The promoters of applied science assumed that eventually the mechanization of industry would give everyone more leisure time (even if the work involved only boring routines). The dirty and unhealthy factories of the first Industrial Revolution would be replaced with new structures that were better to work in as well as more efficient. It was also predicted that there would be more gadgets to make life easier in the home. Popular science magazines routinely printed lists of inventions designed to make life easier or more enjoyable, most of which turned out to be useless and sank into oblivion. Inventors and promoters sang the praises of their products, but they were competing against one another and success for one would block the chances of others. Some promotional material was purely superficial, as with the enthusiasm for streamlined designs applied to objects that didn’t move. Even when they were on to a good thing, technical experts and marketing agents were unlikely to foresee the wider consequences of a revolutionary technology. Yet in a few cases — radio broadcasting is a good example — almost everyone could see that their lives could be significantly transformed by what was promised. What couldn’t be predicted were the deeper consequences for society, which is why some commentators worried about things that the majority greeted with enthusiasm.
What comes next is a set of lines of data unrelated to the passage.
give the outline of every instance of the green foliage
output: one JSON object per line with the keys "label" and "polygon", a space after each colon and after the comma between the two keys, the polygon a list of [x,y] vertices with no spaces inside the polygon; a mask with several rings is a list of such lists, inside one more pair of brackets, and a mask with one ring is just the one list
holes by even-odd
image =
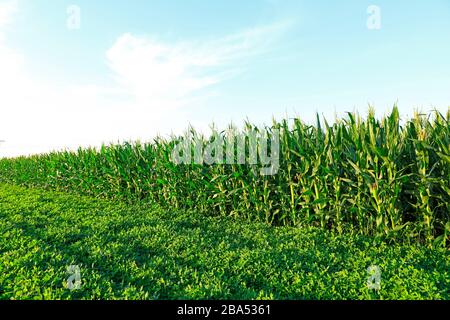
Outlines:
{"label": "green foliage", "polygon": [[0,199],[0,299],[450,298],[446,249],[9,185]]}
{"label": "green foliage", "polygon": [[[239,135],[250,129],[246,123]],[[281,131],[274,176],[255,175],[248,164],[175,165],[171,153],[183,137],[172,137],[2,159],[0,181],[448,247],[450,110],[404,124],[397,108],[380,120],[373,110],[333,125],[285,120],[265,128],[269,137],[274,129]],[[226,132],[214,134],[227,142]]]}

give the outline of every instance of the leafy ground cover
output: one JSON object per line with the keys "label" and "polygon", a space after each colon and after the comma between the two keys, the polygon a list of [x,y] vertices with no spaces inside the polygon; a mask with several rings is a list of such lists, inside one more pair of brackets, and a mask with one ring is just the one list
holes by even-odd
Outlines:
{"label": "leafy ground cover", "polygon": [[[449,299],[446,249],[0,184],[0,299]],[[81,289],[66,288],[67,268]],[[367,287],[367,268],[381,289]]]}

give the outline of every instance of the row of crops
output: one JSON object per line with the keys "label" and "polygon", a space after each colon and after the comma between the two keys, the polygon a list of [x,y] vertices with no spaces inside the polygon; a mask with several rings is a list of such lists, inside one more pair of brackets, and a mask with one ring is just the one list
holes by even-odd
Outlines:
{"label": "row of crops", "polygon": [[[250,132],[266,137],[266,143],[252,146]],[[243,153],[227,146],[231,134],[247,143]],[[224,150],[233,150],[235,161],[229,152],[222,163],[173,161],[181,142],[207,147],[218,140]],[[255,162],[251,151],[262,147],[272,147],[276,174],[259,174],[264,164]],[[188,149],[193,157],[194,149]],[[220,160],[217,150],[212,155]],[[394,108],[381,119],[371,110],[365,118],[349,113],[331,125],[319,118],[315,125],[288,119],[263,129],[246,123],[239,132],[230,128],[211,137],[191,128],[184,137],[151,143],[1,159],[0,181],[448,246],[450,109],[405,121]]]}

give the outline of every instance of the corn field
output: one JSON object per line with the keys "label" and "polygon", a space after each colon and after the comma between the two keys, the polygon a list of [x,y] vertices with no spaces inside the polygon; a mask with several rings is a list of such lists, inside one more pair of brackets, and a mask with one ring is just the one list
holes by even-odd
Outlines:
{"label": "corn field", "polygon": [[[208,215],[273,225],[313,225],[428,245],[450,241],[450,109],[399,112],[378,119],[348,113],[332,125],[317,119],[274,121],[280,132],[279,170],[257,166],[181,164],[171,160],[183,139],[210,141],[194,129],[186,137],[155,138],[0,160],[0,181],[129,202],[157,203]],[[228,133],[214,132],[226,145]],[[237,154],[234,154],[237,156]],[[246,153],[245,157],[250,157]],[[249,159],[246,159],[249,160]]]}

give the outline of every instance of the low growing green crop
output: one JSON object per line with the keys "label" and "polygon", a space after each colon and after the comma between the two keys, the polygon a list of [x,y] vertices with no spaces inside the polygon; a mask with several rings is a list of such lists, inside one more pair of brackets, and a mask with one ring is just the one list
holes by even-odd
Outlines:
{"label": "low growing green crop", "polygon": [[[0,299],[449,299],[445,249],[0,184]],[[67,289],[69,266],[81,287]],[[381,288],[367,286],[367,268]]]}

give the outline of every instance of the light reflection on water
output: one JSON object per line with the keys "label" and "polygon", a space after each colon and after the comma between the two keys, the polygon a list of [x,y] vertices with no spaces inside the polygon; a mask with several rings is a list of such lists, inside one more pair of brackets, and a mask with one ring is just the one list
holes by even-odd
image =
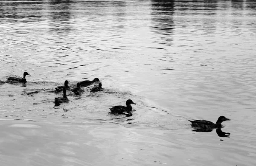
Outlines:
{"label": "light reflection on water", "polygon": [[[26,85],[0,84],[0,162],[254,165],[256,7],[1,1],[0,80],[32,76]],[[54,107],[62,95],[53,90],[64,80],[95,77],[104,92],[69,93]],[[128,98],[137,103],[132,116],[108,113]],[[231,119],[221,129],[230,138],[193,132],[188,121],[221,115]]]}

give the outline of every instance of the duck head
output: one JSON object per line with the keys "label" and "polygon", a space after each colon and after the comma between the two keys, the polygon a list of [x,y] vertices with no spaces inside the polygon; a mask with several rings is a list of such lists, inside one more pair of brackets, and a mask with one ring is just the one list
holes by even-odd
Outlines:
{"label": "duck head", "polygon": [[223,121],[230,121],[230,119],[227,118],[224,116],[221,116],[219,117],[219,118],[218,119],[218,121],[217,121],[223,122]]}
{"label": "duck head", "polygon": [[93,82],[96,82],[96,81],[99,81],[99,79],[98,78],[95,78],[94,79],[93,79]]}
{"label": "duck head", "polygon": [[23,73],[23,78],[25,79],[26,77],[26,76],[27,75],[28,75],[29,76],[31,76],[30,74],[29,74],[26,71],[24,72],[24,73]]}
{"label": "duck head", "polygon": [[131,105],[131,104],[136,104],[136,103],[134,103],[133,101],[132,101],[132,100],[131,100],[131,99],[127,100],[127,101],[126,101],[126,105]]}
{"label": "duck head", "polygon": [[65,81],[65,82],[64,82],[64,86],[65,86],[65,87],[67,87],[68,85],[67,84],[68,84],[68,83],[69,83],[69,82],[67,80],[66,80]]}
{"label": "duck head", "polygon": [[77,84],[76,84],[76,87],[80,87],[80,82],[77,83]]}

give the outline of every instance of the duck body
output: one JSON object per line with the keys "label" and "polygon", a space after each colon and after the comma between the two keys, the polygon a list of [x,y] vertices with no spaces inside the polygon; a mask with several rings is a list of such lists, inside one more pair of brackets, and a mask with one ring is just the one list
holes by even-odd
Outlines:
{"label": "duck body", "polygon": [[101,82],[99,84],[98,86],[93,87],[91,90],[91,92],[98,92],[103,91],[103,89],[102,87],[102,84]]}
{"label": "duck body", "polygon": [[78,82],[76,84],[76,87],[72,90],[72,91],[75,93],[76,95],[80,95],[84,92],[84,90],[80,87],[80,82]]}
{"label": "duck body", "polygon": [[23,73],[23,78],[9,77],[6,78],[6,79],[8,81],[10,81],[12,82],[26,83],[26,75],[31,76],[31,75],[29,74],[28,72],[25,71]]}
{"label": "duck body", "polygon": [[68,83],[69,82],[67,80],[65,81],[64,82],[64,86],[60,86],[59,87],[57,87],[55,88],[55,92],[60,92],[63,91],[63,89],[65,88],[66,90],[70,90],[70,88],[68,86]]}
{"label": "duck body", "polygon": [[191,122],[191,126],[197,129],[210,130],[211,129],[215,128],[221,128],[222,127],[222,125],[221,125],[222,122],[230,120],[230,119],[227,118],[224,116],[221,116],[218,119],[215,124],[211,121],[204,120],[193,119],[192,121],[189,120],[189,121]]}
{"label": "duck body", "polygon": [[130,112],[132,110],[132,107],[131,105],[131,104],[136,104],[136,103],[129,99],[126,101],[126,107],[122,105],[117,105],[113,107],[110,108],[111,112],[113,113],[122,113],[124,112]]}
{"label": "duck body", "polygon": [[99,81],[99,79],[98,78],[95,78],[93,81],[85,80],[80,82],[80,86],[81,87],[87,87],[93,82]]}
{"label": "duck body", "polygon": [[68,98],[67,97],[67,94],[66,93],[66,88],[64,88],[63,89],[63,97],[57,98],[55,97],[54,99],[54,103],[56,106],[58,106],[60,105],[61,103],[67,103],[69,101]]}

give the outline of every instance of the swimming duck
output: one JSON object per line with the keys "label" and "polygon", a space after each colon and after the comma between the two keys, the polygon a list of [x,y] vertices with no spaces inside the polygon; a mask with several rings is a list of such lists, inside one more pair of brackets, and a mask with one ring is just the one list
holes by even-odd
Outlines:
{"label": "swimming duck", "polygon": [[78,82],[76,84],[76,87],[72,90],[72,91],[75,92],[76,95],[80,95],[81,93],[84,92],[84,90],[80,87],[80,82]]}
{"label": "swimming duck", "polygon": [[91,92],[97,92],[97,91],[103,91],[102,88],[102,84],[101,82],[100,82],[99,84],[99,86],[95,86],[93,87],[91,90]]}
{"label": "swimming duck", "polygon": [[99,81],[98,78],[95,78],[93,81],[85,80],[80,82],[80,86],[81,87],[85,87],[90,85],[94,82]]}
{"label": "swimming duck", "polygon": [[112,113],[122,113],[124,112],[129,112],[132,110],[132,107],[131,105],[131,104],[136,104],[136,103],[134,103],[131,100],[129,99],[126,101],[126,107],[122,105],[118,105],[114,106],[109,109],[111,110]]}
{"label": "swimming duck", "polygon": [[63,89],[65,88],[67,90],[70,90],[70,88],[68,86],[68,83],[69,82],[67,80],[65,81],[64,82],[64,86],[60,86],[59,87],[55,87],[55,89],[56,92],[59,92],[63,90]]}
{"label": "swimming duck", "polygon": [[207,130],[217,128],[221,128],[222,127],[221,122],[230,120],[230,119],[227,118],[224,116],[221,116],[218,119],[216,124],[205,120],[193,119],[192,121],[189,120],[189,121],[191,122],[191,126],[192,127],[197,129]]}
{"label": "swimming duck", "polygon": [[217,129],[216,129],[216,132],[219,137],[230,137],[230,132],[223,132],[220,128]]}
{"label": "swimming duck", "polygon": [[26,76],[29,75],[31,76],[30,74],[29,74],[28,72],[25,71],[23,73],[23,78],[17,78],[17,77],[9,77],[6,78],[9,81],[10,81],[12,82],[23,82],[26,83]]}
{"label": "swimming duck", "polygon": [[67,103],[68,102],[68,99],[66,94],[66,88],[64,87],[62,89],[63,90],[63,97],[58,98],[55,97],[54,99],[54,103],[55,103],[56,106],[58,106],[61,103]]}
Twenty-five years ago, Peter Bowler was my PhD supervisor in Belfast; I owe him a lot. He had made his reputation a decade earlier with Evolution: The History of an Idea, and had managed to find a rhythm of writing a scholarly book a year, riffing off the general possibilities of the history of evolutionary biology. Recently, in retirement, he’s been veering a little bit further from his usual territory. In Darwin Deleted: Imagining a World without Darwin (2013), he imagined what would have happened in science in an alternate timeline where Darwin had drowned during the voyage of the Beagle, something he had been muttering about doing for years. This year, in A History of the Future: Prophets of Progress from H.G. Wells to Isaac Asimov, he has surveyed futurology as perpetrated both by science fiction writers and by popular science writers, mainly in the UK but looking also at the USA, in the first two-thirds of the twentieth century.
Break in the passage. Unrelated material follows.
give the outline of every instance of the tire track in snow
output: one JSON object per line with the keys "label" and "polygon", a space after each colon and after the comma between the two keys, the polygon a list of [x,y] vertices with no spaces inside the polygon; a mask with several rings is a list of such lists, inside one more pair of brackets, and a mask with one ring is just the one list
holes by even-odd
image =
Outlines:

People like me who read a fair amount of academic and fannish commentary on sf literature will be a bit thrown by this approach. Peter Bowler has unapologetically put technology and other scientific advances, real or imagined, at the centre of the narrative, and crunches everything down to nine shortish chapters, on How We’ll Live, Where We’ll Live, Communicating and Computing, Getting Around, Taking to the Air, Journey into Space, War, Energy and Environment, and Human Nature. He makes the point very strongly that the First World War made a much bigger difference to the Zeitgeist than the Second; there is much more continuity in terms of vision and concerns between 1939 and 1945 than between 1914 and 1918.

There are some interesting misses and hits along the way. Lord Birkenhead, writing in 1930 about the world of 2030, expected that “Instead of party politics, our descendants will probably be content with the rule of experts, who will seek popular sanction for each measure they purpose through a referendum.” (Hollow laugh.) On the other hand, A.M. Low correctly saw the potential of telephones:

In his Wireless Possibilities, Low predicted that in a few years’ time it would be possible to talk to a recipient anywhere in the world, even when flying on an aeroplane. Five years later, he made a similar point in one of his regular Armchair Science features: ‘I shall be glad when we have made wireless sufficiently selective to enable me to ring up during every rail journey I make and talk direct to my friends.’ Note that his concern was the problem of interference between transmitters, not miniaturization. He also recognized that there would be a downside to the facility: ‘Why should I inflict a description of my mother’s children to a radius of six yards, until all those around are driven to fury … ?’ Low thus not only predicted the mobile phone – he realized what a nuisance they could become when used in public.

There are lots of good nuggets here, including the frightening irresponsibility of some early supporters of nuclear power, who nonchalantly discussed melting the ice caps and re-engineering coastlines with atomic weapons. There is a tension also between those who thought that women being liberated from housework and reproduction would bring benefits and those who feared the costs to society. (It would be interesting to know the extent to which feminists interacted with these discussions.)

Anyway, first of my Christmas presents; well worth reading.